Autoria de Lu Dias Carvalho
Dias atrás, fui com uma amiga tomar um chá na casa de sua avó. Era aniversário da falante senhora, com seus olhinhos vivos e brilhantes. Aos 96 anos de idade, ela ainda é bastante lúcida e ativa. Contou-me casos de sua mocidade e da paixão que nutriu por Getúlio Vargas, seu ídolo, assim como Kirk Douglas e John Wayne. Depois, levou-me até o porão da casa, onde baús, malas e caixas jazem esquecidos pelo tempo. Começou a abrir os mais importantes para ela e a contar-me casos referentes aos objetos que neles se encontravam. Foi uma viagem fantástica ao tempo do onça, pois ali estavam objetos pertencentes a três gerações: da avó, da mãe e dela.
É bom conversar com pessoas que viveram numa época desconhecida da nossa e que, por sua vez, sabem de histórias anteriores ao tempo em que viveram a sua mocidade. Há momentos em que temos a impressão de que se trata de um outro planeta, tamanhas são as mudanças, se comparadas, principalmente, às invenções tecnológicas dos dias de hoje. Lembro-me de meu avô que sempre começava seus casos referindo-se ao tempo do onça. Ele morreu, quando eu ainda era criança, mas, mesmo assim, as lembranças são muito fortes. Naqueles tempos em minha cabecinha ingênua eu imaginava que ele falava de uma época em que havia muitas onças espalhadas pelas ruas, cidades e matas. Só não entendia o porquê de ele não dizer no tempo das onças.

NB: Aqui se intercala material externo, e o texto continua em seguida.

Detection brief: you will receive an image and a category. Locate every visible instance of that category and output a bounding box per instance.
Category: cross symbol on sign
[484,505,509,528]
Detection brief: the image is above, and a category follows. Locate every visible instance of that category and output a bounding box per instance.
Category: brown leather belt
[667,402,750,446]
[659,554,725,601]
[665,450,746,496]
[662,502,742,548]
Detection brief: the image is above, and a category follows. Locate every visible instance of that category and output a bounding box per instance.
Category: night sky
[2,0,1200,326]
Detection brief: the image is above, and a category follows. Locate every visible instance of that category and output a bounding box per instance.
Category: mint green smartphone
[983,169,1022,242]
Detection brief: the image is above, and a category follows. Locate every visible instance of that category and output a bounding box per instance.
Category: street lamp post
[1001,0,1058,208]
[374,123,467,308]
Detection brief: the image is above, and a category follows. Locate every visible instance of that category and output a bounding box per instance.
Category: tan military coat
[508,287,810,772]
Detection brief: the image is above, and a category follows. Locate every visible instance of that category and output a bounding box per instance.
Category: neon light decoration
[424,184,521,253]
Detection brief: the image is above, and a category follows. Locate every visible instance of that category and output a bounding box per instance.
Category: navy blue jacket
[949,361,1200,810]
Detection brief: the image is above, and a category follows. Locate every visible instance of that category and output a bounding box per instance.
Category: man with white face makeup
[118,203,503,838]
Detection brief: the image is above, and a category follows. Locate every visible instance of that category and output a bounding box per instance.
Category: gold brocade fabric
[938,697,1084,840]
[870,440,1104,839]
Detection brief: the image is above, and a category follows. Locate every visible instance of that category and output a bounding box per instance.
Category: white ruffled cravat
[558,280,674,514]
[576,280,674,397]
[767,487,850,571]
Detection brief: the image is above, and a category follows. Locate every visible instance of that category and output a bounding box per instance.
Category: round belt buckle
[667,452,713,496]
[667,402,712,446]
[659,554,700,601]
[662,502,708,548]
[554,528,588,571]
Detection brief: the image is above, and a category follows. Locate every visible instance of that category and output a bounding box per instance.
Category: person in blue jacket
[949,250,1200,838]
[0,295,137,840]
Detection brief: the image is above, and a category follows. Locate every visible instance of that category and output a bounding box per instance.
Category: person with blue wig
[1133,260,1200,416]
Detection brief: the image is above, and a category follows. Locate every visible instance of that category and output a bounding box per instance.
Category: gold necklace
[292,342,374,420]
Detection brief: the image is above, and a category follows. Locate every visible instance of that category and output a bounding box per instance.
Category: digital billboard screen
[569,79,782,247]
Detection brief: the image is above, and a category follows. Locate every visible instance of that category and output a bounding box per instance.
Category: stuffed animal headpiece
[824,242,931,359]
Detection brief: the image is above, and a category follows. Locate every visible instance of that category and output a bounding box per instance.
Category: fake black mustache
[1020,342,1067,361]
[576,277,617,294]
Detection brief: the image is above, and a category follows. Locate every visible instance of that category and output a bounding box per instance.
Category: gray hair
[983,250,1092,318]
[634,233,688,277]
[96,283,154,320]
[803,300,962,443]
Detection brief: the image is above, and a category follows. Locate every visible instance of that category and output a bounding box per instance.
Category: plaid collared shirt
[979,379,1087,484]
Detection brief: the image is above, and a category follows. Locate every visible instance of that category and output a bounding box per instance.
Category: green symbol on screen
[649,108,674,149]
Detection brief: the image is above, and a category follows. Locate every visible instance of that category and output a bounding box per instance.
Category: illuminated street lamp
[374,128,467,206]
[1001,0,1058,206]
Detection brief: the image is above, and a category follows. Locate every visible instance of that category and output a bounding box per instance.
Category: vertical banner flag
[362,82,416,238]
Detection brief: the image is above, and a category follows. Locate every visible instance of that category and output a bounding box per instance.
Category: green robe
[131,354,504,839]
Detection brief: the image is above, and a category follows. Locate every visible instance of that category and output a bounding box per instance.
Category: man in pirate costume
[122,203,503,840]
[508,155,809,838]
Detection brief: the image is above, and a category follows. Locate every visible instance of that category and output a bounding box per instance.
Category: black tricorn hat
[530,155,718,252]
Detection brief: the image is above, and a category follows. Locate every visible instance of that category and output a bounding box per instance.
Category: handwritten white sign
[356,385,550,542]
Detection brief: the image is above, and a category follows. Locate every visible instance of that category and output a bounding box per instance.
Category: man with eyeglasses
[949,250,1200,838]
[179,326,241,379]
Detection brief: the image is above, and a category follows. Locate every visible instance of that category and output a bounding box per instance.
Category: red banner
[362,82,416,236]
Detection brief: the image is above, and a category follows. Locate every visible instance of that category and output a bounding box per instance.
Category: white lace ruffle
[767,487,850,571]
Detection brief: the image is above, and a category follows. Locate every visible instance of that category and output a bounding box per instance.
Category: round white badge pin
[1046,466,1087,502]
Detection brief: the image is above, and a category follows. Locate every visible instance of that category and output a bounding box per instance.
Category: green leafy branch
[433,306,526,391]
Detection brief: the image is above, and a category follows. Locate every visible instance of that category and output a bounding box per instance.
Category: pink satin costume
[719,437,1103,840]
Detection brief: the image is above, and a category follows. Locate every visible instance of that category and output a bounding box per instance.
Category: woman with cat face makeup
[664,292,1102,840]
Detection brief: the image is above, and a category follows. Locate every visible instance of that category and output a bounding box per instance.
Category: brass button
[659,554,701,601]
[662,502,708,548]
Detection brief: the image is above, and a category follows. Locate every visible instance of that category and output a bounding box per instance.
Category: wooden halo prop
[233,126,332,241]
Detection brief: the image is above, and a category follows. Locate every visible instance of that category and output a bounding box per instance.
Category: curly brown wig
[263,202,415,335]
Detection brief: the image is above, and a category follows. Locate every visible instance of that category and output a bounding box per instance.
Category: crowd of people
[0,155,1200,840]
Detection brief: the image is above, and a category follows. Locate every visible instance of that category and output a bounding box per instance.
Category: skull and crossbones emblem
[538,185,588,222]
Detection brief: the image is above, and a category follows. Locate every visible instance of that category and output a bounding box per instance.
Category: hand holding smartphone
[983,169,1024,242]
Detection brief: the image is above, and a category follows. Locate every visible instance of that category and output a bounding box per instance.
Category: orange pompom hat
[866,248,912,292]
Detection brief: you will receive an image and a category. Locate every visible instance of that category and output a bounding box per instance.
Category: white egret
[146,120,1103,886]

A expressão “do tempo do onça”, segundo contam, tem suas raízes em Luís Vahia Monteiro — governador e capitão geral da Capitania do Rio de Janeiro, entre 1725 e 1732. O homem era um velho militar com pecha de honesto, mas muito autoritário e extremamente ranheta. Reclamava de tudo e de todos nas cartas que escrevia ao rei português. O fato é que seu temperamento indócil acabou lhe trazendo o apelido de “Onça”. Ao ser tirado de seu cargo, passou a ser usado como sinônimo de coisa antiga, ultrapassada, em desuso. E foi aí que nasceu a expressão “do tempo do Onça”, ou seja, referente ao período em que o “Onça” estava no comando. Há também quem afirme que a expressão esteja ligada a um outro “Onça”, certo chefe de polícia de Pernambuco que também viveu no século XVIII e foi apelidado de “Onça” em razão de sua coragem e temperamento violento.
— Nesta terra todos roubam; só eu não roubo — declaração feita em carta ao rei de Portugal por Luís Vahia Monteiro.
Segundo um amigo, estudioso das expressões idiomáticas, a expressão “do tempo do onça” tem significado semelhante a duas outras conhecidas por ele: “do tempo do ronca” e “do tempo de vovó mocinha”.